Business
Largecaps to lead near term as markets wait for earnings and trade clarity: Ashi Anand
Speaking to ET Now, Ashi Anand, Founder & CEO, IME Capital offered a measured, ground-up view that ties market direction firmly to economic and earnings fundamentals, while also flagging intensifying competition in new-age consumption themes.
On the much-debated revival of small and midcap stocks, Anand cautioned against premature optimism. “For small and midcaps to come back, you first need the overall markets to come back. You need momentum in the economy and corporate earnings, so that is actually the first level.” He noted that investors are closely tracking the ongoing results season for early signs of an earnings turnaround across sectors. According to him, clarity on macro variables—especially the contours of the US-India trade deal—remains a critical missing piece.
Without that visibility, expecting an early surge in the broader market may be unrealistic. “I think expecting to see small and midcaps recovering without clarity around this overall corporate earnings recovery, that is probably unlikely,” Anand said, adding that largecaps are likely to continue outperforming over the next quarter or two. Participation from small and midcaps, he stressed, will come only as confidence around earnings recovery strengthens.
Addressing the broader question of market momentum, Anand expressed cautious optimism about 2026. “We are fairly confident that the momentum of the markets in 2026 would actually be upwards,” he said, while explaining that 2025’s weakness needs to be seen in context. After two years of strong performance, markets have been digesting a slowdown in economic growth and corporate earnings, compounded by global uncertainties that were absent earlier.
However, the groundwork for a recovery appears to be taking shape. Anand pointed to policy measures rolled out over the past several months—income tax cuts in lower slabs, GST rationalisation and interest rate cuts—as factors that could revive consumption. Stress in the banking sector, from net interest margin pressures to asset quality concerns, also seems to be easing. “As you are getting into 2026, there are clear signs of parts of the market which were under strain starting to come back,” he noted.
Beyond macro and market cycles, investor attention is also firmly on the quick commerce segment, especially with Zepto’s proposed IPO. Anand described the listing as one that will be “very interesting and very closely watched,” both from a valuation and competitive standpoint. Unlike peers such as Swiggy or Eternal, which straddle food delivery and quick commerce, Zepto is a pure-play bet on rapid delivery—a business growing faster but still deep in investment mode. “Quick commerce is possibly the most interesting land grab or the most interesting sector which is out there,” Anand said, highlighting the massive opportunity as traditional commerce and e-commerce increasingly shift toward instant delivery models. At the same time, competition is only set to intensify.
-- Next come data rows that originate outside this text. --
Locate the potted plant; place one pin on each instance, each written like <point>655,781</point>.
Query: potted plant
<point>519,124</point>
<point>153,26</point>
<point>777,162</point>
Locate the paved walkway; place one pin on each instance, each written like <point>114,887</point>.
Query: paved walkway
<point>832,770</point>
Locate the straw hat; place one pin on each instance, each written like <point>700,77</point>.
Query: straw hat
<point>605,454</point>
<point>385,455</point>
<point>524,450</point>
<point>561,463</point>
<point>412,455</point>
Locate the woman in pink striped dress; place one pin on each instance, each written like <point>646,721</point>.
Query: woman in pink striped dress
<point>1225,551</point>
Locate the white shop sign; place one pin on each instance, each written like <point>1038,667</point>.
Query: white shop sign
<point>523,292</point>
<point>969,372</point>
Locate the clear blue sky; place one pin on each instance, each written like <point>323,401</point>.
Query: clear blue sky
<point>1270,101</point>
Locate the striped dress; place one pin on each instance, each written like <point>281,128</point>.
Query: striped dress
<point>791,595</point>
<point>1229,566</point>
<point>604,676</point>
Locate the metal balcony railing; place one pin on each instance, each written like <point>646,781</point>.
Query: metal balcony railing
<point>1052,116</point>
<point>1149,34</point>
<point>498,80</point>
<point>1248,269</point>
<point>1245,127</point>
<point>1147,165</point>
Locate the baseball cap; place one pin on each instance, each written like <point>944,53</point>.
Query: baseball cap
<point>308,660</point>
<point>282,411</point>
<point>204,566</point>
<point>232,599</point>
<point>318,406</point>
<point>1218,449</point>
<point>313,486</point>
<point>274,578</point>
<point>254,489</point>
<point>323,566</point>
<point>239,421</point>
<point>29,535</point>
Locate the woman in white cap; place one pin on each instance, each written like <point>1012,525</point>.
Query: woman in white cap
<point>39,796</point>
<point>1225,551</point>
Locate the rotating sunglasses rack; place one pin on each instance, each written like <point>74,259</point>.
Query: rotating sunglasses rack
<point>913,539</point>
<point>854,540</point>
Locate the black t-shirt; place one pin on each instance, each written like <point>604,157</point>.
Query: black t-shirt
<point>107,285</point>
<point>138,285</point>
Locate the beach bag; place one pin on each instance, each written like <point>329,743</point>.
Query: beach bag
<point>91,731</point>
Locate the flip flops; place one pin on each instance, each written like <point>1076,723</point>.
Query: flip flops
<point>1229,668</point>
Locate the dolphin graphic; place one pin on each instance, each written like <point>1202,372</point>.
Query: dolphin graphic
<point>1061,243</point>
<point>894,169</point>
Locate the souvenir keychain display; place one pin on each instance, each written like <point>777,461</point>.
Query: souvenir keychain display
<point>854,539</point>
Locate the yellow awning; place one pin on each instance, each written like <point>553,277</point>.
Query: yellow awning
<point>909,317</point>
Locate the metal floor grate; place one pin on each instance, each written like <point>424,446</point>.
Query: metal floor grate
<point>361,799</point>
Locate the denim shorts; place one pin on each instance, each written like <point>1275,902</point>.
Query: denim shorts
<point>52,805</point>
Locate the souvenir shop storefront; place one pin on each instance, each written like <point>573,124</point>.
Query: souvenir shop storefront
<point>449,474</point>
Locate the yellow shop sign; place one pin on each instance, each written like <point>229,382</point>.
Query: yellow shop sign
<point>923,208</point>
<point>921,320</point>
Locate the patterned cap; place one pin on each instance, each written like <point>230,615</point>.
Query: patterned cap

With Zepto raising fresh capital and incumbents like Swiggy and Eternal sitting on strong cash balances—alongside the looming presence of Amazon and Flipkart—the near term is likely to remain fiercely contested.
Importantly, Anand pushed back against an excessive focus on near-term profitability. “We think it is more important that companies continue to invest, continue to grow even at the cost of short-term profitability,” he said, arguing that scale and positioning today will determine who emerges as one of the top two or three winners five to six years down the line.
For now, portfolio decisions will hinge on relative valuations and clearer disclosures as Zepto moves closer to listing. As Anand summed up, with many numbers still awaited, sharper judgments will follow once more data is on the table.
In the meantime, markets appear to be in a waiting phase—balancing early signs of recovery against the need for sustained earnings momentum. For investors, patience and selectivity, rather than aggressive risk-taking, may remain the dominant strategy as the road to 2026 unfolds.